Of all my heart had destined did obtain,
And all thro' thee! so that this life of mine

I guard as God's high gift from scathe and wrong.
Not greatly care to lose; but rather think
How sad it were for Arthur, should he live,
To sit once more within his lonely hall,
And miss the wonted number of my knights,
And miss to hear high talk of noble deeds
As in the golden days before thy sin.
For which of us, who might be left, could speak
Of the pure heart, nor seem to glance at thee?
And in thy bowers of Camelot or of Usk

Thy shadow still would glide from room to room,
And I should evermore be vext with thee

In hanging robe or vacant ornament
Or ghostly footfall echoing on the stair.
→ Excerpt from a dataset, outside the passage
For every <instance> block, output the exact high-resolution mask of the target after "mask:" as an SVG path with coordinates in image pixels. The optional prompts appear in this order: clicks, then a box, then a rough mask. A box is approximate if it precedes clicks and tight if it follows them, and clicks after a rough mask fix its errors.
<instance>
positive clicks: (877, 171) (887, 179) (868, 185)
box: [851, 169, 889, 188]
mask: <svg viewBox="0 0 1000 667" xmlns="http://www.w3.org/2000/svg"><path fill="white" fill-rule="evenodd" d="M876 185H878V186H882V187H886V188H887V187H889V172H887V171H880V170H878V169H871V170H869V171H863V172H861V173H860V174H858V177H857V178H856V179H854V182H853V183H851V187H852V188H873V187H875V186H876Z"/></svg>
For think not, tho' thou wouldst not love thy lord,
Thy lord has wholly lost his love for thee.

I am not made of so slight elements.

Yet must I leave thee, woman, to thy shame.
I hold that man the worst of public foes

Who either for his own or children's sake,
To save his blood from scandal, lets the wife
Whom he knows false, abide and rule the house:
For being thro' his cowardice allow'd

Her station, taken everywhere for pure,
She like a new disease, unknown to men,
Creeps, no precaution used, among the crowd,
Makes wicked lightnings of her eyes, and saps
The fealty of our friends, and stirs the pulse
With devil's leaps, and poisons half the young.